Performance of MNIST example
mar-muel opened this issue · 1 comments
Hi everyone - thanks for your work on this, very exciting!
I've been playing around a bit with the Flax MNIST example (https://github.com/google/aqt/blob/main/aqt/jax/v2/examples/mnist.py). I've benchmarked the training (as well as eval) on TPU v4 and v5 and can't see a performance improvement compared to bfloat16/float32 training. Both training and eval are around 4% slower when using int8 quantized operations.
Am I doing something wrong or is this expected? I could imagine that the overhead of converting from float32 to int8 and back is non-negligible at this small scale.
This is expected!
AQT Quantization has its overheads which are O(N^2) complexity (elementwise).
While the matmul we are speeding up is O(N^3).
These matmuls in mnist are way too small (N is too small) to demonstrate a speedup savings.

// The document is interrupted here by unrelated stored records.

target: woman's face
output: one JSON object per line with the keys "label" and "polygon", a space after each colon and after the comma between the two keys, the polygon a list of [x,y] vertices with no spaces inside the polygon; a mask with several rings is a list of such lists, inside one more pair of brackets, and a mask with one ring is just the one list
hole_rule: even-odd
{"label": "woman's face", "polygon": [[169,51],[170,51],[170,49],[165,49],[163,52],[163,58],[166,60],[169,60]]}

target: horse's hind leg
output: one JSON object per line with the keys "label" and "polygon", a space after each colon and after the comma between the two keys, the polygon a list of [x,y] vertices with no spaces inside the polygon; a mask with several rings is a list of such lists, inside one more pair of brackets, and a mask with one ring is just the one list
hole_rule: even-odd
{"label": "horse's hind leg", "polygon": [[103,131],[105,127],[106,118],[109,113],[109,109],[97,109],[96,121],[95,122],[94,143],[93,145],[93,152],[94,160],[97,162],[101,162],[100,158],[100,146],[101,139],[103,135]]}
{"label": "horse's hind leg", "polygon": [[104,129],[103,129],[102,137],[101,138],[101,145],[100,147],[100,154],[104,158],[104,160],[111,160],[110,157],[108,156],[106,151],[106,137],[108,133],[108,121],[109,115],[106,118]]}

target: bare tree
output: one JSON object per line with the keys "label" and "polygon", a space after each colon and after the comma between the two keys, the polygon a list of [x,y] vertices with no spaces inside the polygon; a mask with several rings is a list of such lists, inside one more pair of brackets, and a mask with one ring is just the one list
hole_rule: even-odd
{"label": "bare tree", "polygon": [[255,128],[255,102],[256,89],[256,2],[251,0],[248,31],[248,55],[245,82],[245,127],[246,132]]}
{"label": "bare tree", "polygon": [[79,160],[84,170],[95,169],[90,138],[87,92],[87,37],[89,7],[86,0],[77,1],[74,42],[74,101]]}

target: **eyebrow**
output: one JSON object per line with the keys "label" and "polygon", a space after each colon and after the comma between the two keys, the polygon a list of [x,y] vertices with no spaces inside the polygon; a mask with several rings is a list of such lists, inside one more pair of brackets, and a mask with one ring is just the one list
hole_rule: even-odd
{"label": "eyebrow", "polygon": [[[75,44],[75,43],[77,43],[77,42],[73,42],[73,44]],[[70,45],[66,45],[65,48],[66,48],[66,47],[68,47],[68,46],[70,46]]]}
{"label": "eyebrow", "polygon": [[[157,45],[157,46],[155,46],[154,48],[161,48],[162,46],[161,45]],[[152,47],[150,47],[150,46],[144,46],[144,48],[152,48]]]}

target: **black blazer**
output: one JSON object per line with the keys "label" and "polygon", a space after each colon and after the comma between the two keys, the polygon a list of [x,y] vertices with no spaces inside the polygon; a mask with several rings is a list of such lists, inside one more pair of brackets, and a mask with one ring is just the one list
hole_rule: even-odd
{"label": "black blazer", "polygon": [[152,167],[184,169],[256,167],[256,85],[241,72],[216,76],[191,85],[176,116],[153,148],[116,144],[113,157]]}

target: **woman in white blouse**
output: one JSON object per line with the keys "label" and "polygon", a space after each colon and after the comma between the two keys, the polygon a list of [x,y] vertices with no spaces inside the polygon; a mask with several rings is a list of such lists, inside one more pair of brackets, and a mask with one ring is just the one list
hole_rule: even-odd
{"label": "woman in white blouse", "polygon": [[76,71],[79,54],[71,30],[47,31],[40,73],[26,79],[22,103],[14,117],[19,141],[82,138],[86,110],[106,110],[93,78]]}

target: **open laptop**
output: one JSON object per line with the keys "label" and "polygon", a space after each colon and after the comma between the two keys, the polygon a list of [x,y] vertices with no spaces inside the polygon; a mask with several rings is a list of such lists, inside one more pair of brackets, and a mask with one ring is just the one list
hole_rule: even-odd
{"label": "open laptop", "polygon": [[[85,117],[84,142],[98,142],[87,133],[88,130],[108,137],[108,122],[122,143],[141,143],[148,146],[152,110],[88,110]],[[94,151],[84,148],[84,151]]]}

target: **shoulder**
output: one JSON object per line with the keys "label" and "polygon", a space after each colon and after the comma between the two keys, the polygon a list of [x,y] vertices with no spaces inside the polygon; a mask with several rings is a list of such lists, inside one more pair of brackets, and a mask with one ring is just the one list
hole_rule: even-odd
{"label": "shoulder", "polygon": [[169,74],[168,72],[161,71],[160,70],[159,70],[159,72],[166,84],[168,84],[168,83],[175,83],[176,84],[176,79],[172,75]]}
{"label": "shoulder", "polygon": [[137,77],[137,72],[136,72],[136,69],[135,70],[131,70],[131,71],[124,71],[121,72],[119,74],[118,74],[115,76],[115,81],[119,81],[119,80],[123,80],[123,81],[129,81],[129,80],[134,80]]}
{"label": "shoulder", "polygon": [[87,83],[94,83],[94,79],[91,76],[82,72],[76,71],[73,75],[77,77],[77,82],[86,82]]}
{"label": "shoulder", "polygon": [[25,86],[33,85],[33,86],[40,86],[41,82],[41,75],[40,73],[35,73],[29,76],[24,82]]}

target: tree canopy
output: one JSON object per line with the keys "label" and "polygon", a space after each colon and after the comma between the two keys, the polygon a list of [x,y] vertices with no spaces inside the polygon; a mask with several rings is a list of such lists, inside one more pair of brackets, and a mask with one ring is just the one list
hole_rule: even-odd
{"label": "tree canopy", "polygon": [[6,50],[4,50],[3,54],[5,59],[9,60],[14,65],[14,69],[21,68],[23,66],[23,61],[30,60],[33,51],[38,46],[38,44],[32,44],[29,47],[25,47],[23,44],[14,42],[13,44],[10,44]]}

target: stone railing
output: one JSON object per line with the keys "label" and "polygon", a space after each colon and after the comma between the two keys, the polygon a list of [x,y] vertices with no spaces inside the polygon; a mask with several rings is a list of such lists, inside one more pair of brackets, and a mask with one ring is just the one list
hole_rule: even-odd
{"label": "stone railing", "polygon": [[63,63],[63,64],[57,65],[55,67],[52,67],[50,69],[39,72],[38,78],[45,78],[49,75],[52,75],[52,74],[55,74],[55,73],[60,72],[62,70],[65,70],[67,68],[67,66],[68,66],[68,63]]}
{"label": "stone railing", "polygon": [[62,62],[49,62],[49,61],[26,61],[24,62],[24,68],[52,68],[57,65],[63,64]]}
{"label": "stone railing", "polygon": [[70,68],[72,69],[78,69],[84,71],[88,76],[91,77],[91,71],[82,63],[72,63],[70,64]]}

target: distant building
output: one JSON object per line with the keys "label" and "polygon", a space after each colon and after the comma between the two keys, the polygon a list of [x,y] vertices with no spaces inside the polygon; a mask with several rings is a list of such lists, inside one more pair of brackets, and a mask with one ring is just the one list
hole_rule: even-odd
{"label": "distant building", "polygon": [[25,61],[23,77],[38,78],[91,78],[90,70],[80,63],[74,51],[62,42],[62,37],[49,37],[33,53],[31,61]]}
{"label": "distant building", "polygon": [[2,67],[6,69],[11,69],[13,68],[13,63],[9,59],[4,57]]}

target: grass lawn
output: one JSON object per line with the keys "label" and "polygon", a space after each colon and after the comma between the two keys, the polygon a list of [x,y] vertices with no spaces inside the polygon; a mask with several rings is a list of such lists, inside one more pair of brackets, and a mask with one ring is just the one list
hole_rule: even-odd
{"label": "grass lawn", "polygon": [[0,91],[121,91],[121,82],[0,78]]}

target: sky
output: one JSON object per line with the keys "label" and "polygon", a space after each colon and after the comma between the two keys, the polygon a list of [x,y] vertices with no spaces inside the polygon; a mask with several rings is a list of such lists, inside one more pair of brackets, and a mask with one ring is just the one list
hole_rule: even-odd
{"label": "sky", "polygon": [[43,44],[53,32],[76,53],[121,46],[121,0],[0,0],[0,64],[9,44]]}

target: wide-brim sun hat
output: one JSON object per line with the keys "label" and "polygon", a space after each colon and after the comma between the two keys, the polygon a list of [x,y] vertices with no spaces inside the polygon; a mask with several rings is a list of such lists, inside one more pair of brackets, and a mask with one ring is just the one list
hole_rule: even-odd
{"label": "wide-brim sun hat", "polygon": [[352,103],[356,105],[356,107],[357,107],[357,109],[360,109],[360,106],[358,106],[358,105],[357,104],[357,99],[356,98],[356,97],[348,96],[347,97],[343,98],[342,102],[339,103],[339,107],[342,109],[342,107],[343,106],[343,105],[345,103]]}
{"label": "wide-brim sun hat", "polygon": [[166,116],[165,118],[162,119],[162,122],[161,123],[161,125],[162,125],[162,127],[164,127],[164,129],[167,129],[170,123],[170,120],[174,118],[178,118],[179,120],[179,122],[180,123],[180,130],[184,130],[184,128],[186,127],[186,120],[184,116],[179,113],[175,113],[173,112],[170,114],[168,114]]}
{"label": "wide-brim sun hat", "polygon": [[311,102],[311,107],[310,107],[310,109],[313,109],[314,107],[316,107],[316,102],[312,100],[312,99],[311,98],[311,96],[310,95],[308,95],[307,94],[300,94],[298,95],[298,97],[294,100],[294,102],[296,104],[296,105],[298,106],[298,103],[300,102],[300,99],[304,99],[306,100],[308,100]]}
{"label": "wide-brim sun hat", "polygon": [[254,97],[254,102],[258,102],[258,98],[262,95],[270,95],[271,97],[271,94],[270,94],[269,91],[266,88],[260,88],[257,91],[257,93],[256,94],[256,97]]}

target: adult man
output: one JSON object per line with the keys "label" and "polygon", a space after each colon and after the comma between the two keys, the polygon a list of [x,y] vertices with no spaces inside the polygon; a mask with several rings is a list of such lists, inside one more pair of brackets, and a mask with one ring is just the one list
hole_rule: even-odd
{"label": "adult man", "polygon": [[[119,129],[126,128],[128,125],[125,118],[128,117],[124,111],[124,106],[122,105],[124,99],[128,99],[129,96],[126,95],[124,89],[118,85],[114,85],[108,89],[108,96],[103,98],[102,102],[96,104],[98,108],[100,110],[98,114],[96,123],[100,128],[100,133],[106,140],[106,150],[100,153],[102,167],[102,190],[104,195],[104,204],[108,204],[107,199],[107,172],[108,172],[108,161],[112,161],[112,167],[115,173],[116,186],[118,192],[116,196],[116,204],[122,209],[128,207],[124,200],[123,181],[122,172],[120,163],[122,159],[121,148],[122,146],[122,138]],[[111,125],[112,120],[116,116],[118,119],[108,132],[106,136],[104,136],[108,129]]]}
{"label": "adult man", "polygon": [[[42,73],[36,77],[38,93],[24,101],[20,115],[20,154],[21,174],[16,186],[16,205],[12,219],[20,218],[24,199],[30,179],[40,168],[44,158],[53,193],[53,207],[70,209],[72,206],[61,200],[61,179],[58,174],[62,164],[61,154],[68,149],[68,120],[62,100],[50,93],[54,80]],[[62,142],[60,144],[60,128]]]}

Mnist there is only to demonstrate APIs.
If you want something more realistic I recommend MaxText codebase https://github.com/google/maxtext
AQT is integrated there, and that's how we obtained results in the blog post:
https://cloud.google.com/blog/products/compute/accurate-quantized-training-aqt-for-tpu-v5e/
Also you need TPU v5 indeed for any speedup.